As I read this breathless pronouncement I could only think to myself, “Really? You thought of that all by yourself, did ya?” You see, this “astonishing” insight that hit him like a ton of bricks while reading the Congressional debates on the 14th amendment is actually a rather mundane fact well known to pretty much any second year law student. Hell, it was well known to me and I’ve never been to law school.
He didn’t need to buy those magical books from the antique book purveyor to gleen that information, he could have gotten it by reading any of a few hundred popular books on con law, or even from reading my blog. “Startling” legal research, indeed. He then offers his second bit of astonishing insight:
The Fourteenth Amendment empowers Congress, not the Supreme Court, to incorporate fundamental protections.
While my discovery about the privileges and immunities clause was big, my second discovery was even more shocking and sent my legal senses reeling.

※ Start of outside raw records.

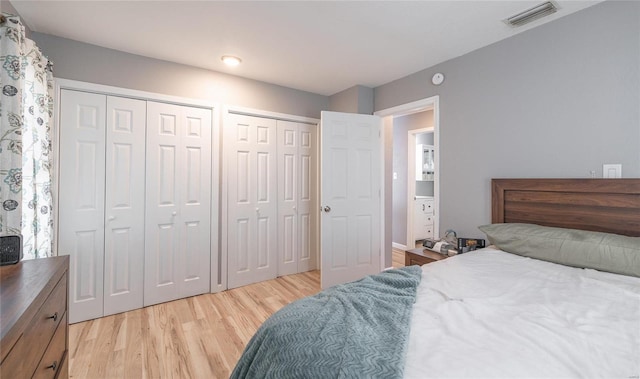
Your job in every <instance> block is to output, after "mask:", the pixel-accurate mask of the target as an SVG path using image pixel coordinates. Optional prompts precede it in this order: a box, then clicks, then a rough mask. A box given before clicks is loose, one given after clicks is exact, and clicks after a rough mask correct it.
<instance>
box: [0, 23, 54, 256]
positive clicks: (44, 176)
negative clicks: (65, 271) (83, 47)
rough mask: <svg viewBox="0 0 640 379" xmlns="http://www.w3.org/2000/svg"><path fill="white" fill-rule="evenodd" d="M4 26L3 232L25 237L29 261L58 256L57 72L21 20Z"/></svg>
mask: <svg viewBox="0 0 640 379" xmlns="http://www.w3.org/2000/svg"><path fill="white" fill-rule="evenodd" d="M2 16H3V17H4V22H2V23H0V65H1V67H2V68H1V69H0V86H1V87H2V95H1V98H0V126H1V127H0V202H1V203H2V208H1V209H0V234H22V238H23V248H24V258H25V259H30V258H41V257H48V256H51V255H53V217H52V214H51V213H52V209H53V206H52V197H51V172H52V167H51V126H52V124H53V72H52V65H51V63H50V62H49V60H48V59H47V58H46V57H45V56H43V55H42V53H41V52H40V49H38V47H37V46H36V45H35V43H34V42H33V41H31V40H30V39H27V38H26V37H25V32H24V26H23V25H22V23H21V21H20V18H19V17H16V16H12V15H8V14H2Z"/></svg>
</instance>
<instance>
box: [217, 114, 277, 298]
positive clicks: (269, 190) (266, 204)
mask: <svg viewBox="0 0 640 379" xmlns="http://www.w3.org/2000/svg"><path fill="white" fill-rule="evenodd" d="M225 136H226V143H225V145H226V149H227V150H226V154H225V156H227V157H229V159H228V161H227V166H226V167H227V179H228V181H227V186H228V187H227V206H228V211H227V253H228V286H229V288H235V287H239V286H243V285H246V284H250V283H255V282H259V281H263V280H268V279H273V278H275V277H276V276H277V274H278V271H277V270H278V257H277V252H276V249H277V230H278V229H277V212H278V209H277V195H276V194H277V174H276V170H277V159H276V151H277V150H276V147H277V144H276V143H277V141H276V122H275V120H271V119H263V118H259V117H252V116H245V115H235V114H230V115H229V116H228V119H227V122H226V123H225Z"/></svg>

Working my way through the transcripts of Congressional debates, I found that Congress intended for the Fourteenth Amendment to enable Congress–not the Supreme Court–to incorporate privileges and immunities.

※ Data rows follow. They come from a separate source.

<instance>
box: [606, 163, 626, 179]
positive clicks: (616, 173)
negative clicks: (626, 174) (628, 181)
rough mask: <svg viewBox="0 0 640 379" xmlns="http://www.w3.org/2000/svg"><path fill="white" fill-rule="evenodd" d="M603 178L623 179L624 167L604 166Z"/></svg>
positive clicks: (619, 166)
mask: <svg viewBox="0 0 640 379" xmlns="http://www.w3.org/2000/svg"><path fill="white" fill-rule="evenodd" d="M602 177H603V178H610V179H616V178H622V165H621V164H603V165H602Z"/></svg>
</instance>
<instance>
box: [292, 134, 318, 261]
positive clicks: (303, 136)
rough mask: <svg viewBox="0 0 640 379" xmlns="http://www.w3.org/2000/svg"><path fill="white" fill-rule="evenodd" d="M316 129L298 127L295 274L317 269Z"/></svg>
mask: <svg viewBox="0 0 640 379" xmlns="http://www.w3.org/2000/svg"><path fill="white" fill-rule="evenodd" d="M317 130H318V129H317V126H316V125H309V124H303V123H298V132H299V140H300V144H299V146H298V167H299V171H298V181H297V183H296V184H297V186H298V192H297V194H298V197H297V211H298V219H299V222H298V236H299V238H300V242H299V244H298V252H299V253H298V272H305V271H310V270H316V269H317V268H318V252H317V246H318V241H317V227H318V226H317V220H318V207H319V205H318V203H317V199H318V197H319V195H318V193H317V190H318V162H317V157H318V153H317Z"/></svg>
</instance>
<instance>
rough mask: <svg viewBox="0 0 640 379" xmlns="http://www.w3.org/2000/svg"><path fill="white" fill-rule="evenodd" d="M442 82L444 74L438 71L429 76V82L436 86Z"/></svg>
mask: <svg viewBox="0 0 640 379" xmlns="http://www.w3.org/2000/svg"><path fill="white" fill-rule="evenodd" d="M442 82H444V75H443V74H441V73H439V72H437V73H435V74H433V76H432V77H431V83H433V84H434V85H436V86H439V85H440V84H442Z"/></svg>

Apparently, until he purchased these magic books he’d never bothered to read the 14th amendment itself, which does in fact state explicitly that “The Congress shall have power to enforce, by appropriate legislation, the provisions of this article.” How shocking! Except, of course, that it’s not the least bit shocking. Such language is not unusual in Constitutional amendments. Similar language is found in the 13th, 14th, 15th, 18th, 19th, 23rd, 24th, and 26th amendments. Where Voigt is wrong is in thinking that because the text gives Congress the authority to enforce the text of the amendment that it rules out judicial enforcement. This is simply false.
One need only think about the limits on the authority of the different branches of government in the Constitution to understand why it’s false. Why would it be necessary to give to Congress the authority, for example, to enforce the 18 year old voting age as in the 26th amendment? Because the Constitution did not give such authority to Congress in the first place, it left the qualifications for voting up to each individual state.
But does this granting of authority to Congress mean that the courts are forbidden from enforcing the provisions of the Constitution? Of course not. That is what the courts were intended to do in the first place. The 14th amendment, once ratified, became a part of the Constitution itself and therefore its prohibitions became judicially enforcable. As Hamilton noted in Federalist 78, the Supreme Court is the branch “whose duty it must be to declare all acts contrary to the manifest tenor of the Constitution void.”
When the 14th amendment says that “No state shall make or enforce any law which shall abridge the privileges or immunities of citizens of the United States; nor shall any state deprive any person of life, liberty, or property, without due process of law; nor deny to any person within its jurisdiction the equal protection of the laws”, those are legal prohibitions that are judicially enforcable. Yes, Congress also has the authority to pass appropriate legislation to enforce those provisions, but to deny that the courts may enforce them is to carve out an unjustified exception to the judicial review authority of the courts.
A quick perusal of his website shows that this isn’t the only issue on which he appears clueless. In this essay on the Dover trial he claims to have a degree in biology while also claiming that speciation has never been observed. He even cites “archaeologist Carl Baugh” and says idiotic things like, “Scientists now conclude that most of the ape-like fossils which were once viewed as pre-cursors to man are nothing more than extinct ape species.” Brilliant, Steven Voight, “Esquire”.